Medically reviewed on January 27, 2018
Premarital counseling is a type of therapy that helps couples prepare for marriage. Premarital counseling can help ensure that you and your partner have a strong, healthy relationship — giving you a better chance for a stable and satisfying marriage. Premarital counseling can also help you identify weaknesses that could become problems during marriage.

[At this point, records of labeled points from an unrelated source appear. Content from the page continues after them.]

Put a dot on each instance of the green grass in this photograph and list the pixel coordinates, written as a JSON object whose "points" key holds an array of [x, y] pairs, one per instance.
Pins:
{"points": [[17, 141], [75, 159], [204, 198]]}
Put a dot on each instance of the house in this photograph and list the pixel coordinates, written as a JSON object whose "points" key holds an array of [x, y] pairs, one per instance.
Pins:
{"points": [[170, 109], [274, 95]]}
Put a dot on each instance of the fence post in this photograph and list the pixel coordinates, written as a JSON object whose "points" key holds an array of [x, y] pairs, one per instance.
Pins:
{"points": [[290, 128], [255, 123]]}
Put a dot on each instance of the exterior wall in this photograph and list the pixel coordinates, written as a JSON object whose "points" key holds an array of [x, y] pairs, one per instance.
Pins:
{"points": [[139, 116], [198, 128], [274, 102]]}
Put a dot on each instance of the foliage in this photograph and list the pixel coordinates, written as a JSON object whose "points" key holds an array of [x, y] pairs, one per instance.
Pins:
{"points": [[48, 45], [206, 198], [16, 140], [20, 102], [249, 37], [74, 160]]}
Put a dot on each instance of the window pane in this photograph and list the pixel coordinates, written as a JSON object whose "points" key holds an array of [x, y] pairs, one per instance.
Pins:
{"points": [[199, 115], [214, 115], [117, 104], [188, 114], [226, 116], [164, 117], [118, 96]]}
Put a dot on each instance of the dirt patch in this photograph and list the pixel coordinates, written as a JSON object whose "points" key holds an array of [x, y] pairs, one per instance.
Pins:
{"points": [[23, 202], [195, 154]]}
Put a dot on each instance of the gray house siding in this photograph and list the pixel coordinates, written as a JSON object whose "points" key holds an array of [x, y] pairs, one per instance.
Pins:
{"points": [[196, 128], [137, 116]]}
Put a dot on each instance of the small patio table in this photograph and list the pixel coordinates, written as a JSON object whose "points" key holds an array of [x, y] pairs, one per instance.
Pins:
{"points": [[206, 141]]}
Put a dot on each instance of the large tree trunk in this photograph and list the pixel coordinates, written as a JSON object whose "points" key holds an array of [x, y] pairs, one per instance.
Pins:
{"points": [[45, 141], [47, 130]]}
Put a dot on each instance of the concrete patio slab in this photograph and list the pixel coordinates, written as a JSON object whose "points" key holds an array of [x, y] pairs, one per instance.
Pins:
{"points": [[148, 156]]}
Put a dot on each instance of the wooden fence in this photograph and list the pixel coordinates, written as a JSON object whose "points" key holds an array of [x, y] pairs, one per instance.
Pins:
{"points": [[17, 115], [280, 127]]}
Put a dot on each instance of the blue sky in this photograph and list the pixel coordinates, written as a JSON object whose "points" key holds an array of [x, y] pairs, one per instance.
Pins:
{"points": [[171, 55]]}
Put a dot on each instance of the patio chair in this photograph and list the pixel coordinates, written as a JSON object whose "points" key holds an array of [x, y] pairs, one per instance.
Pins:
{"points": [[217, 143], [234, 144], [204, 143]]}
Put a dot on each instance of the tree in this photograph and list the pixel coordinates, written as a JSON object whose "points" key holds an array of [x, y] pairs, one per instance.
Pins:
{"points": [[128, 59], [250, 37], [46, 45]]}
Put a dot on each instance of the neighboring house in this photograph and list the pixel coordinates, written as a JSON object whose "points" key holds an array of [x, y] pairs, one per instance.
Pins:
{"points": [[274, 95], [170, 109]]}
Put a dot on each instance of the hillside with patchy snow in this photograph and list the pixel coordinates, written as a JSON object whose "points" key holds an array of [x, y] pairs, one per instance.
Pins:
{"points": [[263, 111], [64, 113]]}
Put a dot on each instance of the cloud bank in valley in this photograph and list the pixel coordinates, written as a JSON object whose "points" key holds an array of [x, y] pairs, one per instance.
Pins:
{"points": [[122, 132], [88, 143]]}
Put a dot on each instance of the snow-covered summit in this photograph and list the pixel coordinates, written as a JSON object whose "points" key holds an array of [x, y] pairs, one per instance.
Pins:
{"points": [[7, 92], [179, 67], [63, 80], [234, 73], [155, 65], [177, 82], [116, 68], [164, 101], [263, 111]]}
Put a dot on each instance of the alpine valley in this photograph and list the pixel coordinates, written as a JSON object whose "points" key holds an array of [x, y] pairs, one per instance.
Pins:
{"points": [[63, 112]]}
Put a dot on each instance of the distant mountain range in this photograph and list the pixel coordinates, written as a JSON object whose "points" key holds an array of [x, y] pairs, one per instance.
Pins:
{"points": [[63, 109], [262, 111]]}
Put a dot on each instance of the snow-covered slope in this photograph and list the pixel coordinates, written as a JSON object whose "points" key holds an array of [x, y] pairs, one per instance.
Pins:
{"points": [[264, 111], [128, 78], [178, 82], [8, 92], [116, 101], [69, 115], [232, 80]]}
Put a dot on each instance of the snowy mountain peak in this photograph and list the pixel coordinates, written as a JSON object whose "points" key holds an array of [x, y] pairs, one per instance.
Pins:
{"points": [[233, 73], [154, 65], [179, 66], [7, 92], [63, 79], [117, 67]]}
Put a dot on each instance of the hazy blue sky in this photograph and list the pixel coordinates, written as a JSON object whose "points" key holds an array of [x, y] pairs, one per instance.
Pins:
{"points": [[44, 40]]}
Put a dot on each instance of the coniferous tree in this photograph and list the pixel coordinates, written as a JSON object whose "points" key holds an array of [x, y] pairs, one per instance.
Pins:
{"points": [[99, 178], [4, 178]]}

Premarital counseling is often provided by licensed therapists known as marriage and family therapists. These therapists have graduate or postgraduate degrees — and many choose to become credentialed by the American Association for Marriage and Family Therapy (AAMFT). Premarital counseling might be offered through religious institutions as well. In fact, some spiritual leaders require premarital counseling before conducting a marriage ceremony.
Why it's done
Premarital counseling can help couples improve their relationships before marriage. Through premarital counseling, couples are encouraged to discuss topics related to marriage, such as:
- Beliefs and values
- Roles in marriage
- Affection and sex
- Children and parenting
- Family relationships
- Dealing with anger
- Time spent together
Premarital counseling helps partners improve their ability to communicate, set realistic expectations for marriage and develop conflict-resolution skills. In addition, premarital counseling can help couples establish a positive attitude about seeking help down the road.
Keep in mind that you bring your own values, opinions and history into a relationship, and they might not always match your partner's. In addition, many people go into marriage believing it will fulfill their social, financial, sexual and emotional needs — and that's not always the case. By discussing differences and expectations before marriage, you and your partner can better understand and support each other during marriage.
Early intervention is important because the risk of divorce is highest early in marriage.
How you prepare
The only preparation needed for premarital counseling is to find a therapist. Loved ones and friends might have recommendations. Your health insurer, employee assistance program, clergy, or state or local mental health agencies also might offer recommendations.
Before scheduling sessions with a specific therapist, consider whether the therapist would be a good fit for you and your partner. You might ask questions like these:
- Education and experience. What is your educational and training background? Are you licensed by the state? Are you credentialed by the AAMFT? What is your experience with premarital counseling?
- Treatment plan. How long is each session? How many sessions should I expect to have?
- Fees and insurance. How much do you charge for each session? Do you accept my insurance?
What you can expect
Often in premarital counseling, each partner is asked to separately answer a written questionnaire to assess their perspectives of one another and their relationship. These questionnaires can also help identify a couple's strengths, weaknesses and potential problem areas. The aim is to foster awareness and encourage couples to address concerns proactively. Your counselor can help you interpret your results together, encourage you to discuss areas of common unhappiness or disagreement, and set goals to help you overcome challenges.
Your counselor might also have you and your partner use a tool called a Couples Resource Map — a picture and scale of your perceived support from individual resources, relationship resources, and cultural and community resources. You and your partner will create separate maps at first. Following a discussion with your counselor about differences between the two maps, you'll create one map as a couple. The purpose is to help you and your partner remember to use these resources to help manage your problems.
In addition, your counselor might ask you and your partner questions to find out your unique visions for your marriage and clarify what you can do to make positive changes in your relationship.
Remember, preparing for marriage involves more than throwing a party. Take the time to build a solid foundation for your relationship.